The deadly battle between Democrats Katie March and Elisabeth Epps for Capitol Hill-based House District 6 remains too close to call.
Epps and March are separated by 34 votes with 12,464 votes cast at 11:30 p.m. The race, in fact, narrowed from previous tallies, when March led by 333, then by about 225 votes.
March has so far won 50.14% of the vote, while Epps follows with 49.86%.
As redrawn by the state’s Independent Redistricting Commission, House District 6 extends from the State Capitol on its western edge to Lowry and Fairmont Cemetery on the east, including all or part of Capitol Hill , Uptown, Congress Park, Cheesman Park, East Colfax, Hale and Montclair neighborhoods in Denver and Lowry and Windsor Gardens in Aurora. The neighborhood is 67% white, the highest among Denver’s House neighborhoods.
March did well with voters in Congress Park, Windsor Gardens, Hale and Montclair neighborhoods; Epps’ strengths are in Capitol Hill, Uptown and the Lowry neighborhoods.
The struggle between the March and Epps camps reflects intra-party divisions between establishment Democrats and the progressive wing of the party. March, a former legislative aide, has won support from two of her former bosses, House Speaker Alec Garnett, whom she hopes to replace, and former Speaker Crisanta Duran, as well as so-called “leadership funds.” run by 19 current and former Democratic lawmakers. Many see these leadership funds as a way around low state campaign finance limits that cap donations at $400 per election cycle per individual.
Mars has raised $183,000 through June 22, according to the latest campaign finance filing deadline.
March also has support, in the form of more than $326,000, from outside groups, mostly Democrats for Progressive Leadership. The independent spending committee got most of its money from the We Mean Business Coalition, another independent spending committee headed by former state senator Cheri Jahn of Wheat Ridge, who went from Democrat to unaffiliated in 2017. We Mean Business gets its biggest contributions. from education groups, such as the Colorado League for Charter Schools and Raising Colorado, which is affiliated with Democrats for Education Reform, a New York-based hedge fund that supports charter schools and opposes teacher unions.

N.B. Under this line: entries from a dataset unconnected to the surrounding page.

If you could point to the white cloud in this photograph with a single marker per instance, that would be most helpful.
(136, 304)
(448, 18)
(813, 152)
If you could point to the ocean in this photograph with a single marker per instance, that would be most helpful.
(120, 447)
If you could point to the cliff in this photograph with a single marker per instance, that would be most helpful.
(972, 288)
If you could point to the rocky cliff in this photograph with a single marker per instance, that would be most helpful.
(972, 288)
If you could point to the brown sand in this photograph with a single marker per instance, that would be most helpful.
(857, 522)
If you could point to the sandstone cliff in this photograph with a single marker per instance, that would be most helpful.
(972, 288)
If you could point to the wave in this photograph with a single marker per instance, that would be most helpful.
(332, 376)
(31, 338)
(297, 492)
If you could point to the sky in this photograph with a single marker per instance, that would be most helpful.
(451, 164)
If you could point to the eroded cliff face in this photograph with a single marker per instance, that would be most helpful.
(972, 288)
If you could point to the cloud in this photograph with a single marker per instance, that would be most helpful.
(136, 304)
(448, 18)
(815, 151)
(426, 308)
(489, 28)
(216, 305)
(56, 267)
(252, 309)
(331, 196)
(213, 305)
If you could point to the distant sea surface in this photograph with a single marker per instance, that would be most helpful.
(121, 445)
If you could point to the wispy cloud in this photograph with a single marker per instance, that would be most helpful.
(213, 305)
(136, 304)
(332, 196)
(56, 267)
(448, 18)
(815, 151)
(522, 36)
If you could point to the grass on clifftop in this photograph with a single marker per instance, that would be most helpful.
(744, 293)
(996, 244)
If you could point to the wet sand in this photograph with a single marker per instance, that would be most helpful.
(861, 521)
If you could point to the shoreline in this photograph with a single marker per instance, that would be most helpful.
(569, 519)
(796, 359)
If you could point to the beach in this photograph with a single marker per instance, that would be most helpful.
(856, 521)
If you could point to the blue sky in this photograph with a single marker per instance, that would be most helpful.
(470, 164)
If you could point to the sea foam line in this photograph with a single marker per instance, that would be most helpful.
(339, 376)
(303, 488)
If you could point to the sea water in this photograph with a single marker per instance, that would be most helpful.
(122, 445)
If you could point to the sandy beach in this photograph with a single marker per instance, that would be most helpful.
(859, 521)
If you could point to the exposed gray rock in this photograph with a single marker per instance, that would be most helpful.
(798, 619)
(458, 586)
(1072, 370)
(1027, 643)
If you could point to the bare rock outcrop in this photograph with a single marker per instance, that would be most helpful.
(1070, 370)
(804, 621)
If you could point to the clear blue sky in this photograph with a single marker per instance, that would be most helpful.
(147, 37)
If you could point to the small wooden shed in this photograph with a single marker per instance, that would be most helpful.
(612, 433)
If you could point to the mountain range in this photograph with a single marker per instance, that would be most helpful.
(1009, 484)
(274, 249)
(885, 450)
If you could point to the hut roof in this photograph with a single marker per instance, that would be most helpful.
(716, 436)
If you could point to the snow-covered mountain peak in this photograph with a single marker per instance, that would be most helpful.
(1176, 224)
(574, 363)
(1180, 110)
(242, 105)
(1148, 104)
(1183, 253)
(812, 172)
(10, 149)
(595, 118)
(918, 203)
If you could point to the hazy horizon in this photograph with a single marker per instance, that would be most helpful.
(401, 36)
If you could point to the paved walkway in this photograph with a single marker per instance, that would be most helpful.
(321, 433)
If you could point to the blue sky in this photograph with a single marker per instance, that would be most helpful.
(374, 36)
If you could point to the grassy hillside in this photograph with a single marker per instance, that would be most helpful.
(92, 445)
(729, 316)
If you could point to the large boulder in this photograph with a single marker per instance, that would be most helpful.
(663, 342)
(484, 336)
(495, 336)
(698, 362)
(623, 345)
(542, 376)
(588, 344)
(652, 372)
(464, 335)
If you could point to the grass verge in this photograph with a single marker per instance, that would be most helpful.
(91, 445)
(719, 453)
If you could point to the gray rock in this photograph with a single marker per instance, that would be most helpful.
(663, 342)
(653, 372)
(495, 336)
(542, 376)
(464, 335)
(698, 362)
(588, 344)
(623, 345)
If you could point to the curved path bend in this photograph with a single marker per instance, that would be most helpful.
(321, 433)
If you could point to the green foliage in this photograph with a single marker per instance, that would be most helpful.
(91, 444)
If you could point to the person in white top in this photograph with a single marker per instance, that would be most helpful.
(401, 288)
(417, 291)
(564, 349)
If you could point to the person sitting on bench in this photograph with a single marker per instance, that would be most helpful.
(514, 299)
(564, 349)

He also received donations from realtors and pharmaceutical PACs and One Main Street Colorado, which was accused of organizing a poll that Camp Epps accused of being racist. One Main Street received most of its contributions from unions.
Epps, a well-known advocate for criminal justice reform, drew most of her support from the progressive wing of the Democratic party, including state Rep. Leslie Herod, the Senses. Julie Gonzales and Pete Lee, and Denver City Councilwoman Candi CdeBaca. She is also backed by unions that have been her main contributors to the campaign, including the Colorado State Employees Union WINS, its affiliate SEIU, as well as the Colorado Working Families Party.
As of June 22, Epps had topped March by just over $10,000, but Epps hasn’t fared as well with support from outside groups, who have backed her to around $144,000. Most of this support came from the Colorado Working Families IEC.
The race also sowed discord within the neighborhood’s Jewish community. Epps was accused of making anti-Israel comments several years ago, but said she favors a two-state solution for the Israel-Palestine issue and denies being anti-Semitic. She won support from Jewish lawmakers, including Democratic Rep. Stephen Woodrow of Denver. On the other hand, an IEC, Denver Against Antisemitism, ran pro-March* ads in the Denver Intermountain Jewish News.
The biggest issues in the March-Epps race have been criminal justice, abortion, gun violence prevention, climate change and affordable housing.
The March-Epps race is the subject of an upcoming New York Times/HBO documentary.
Editor’s note: Denver Against Antisemitism ran pro-March ads in the Intermountain Jewish News; a different group aired anti-Epps ads.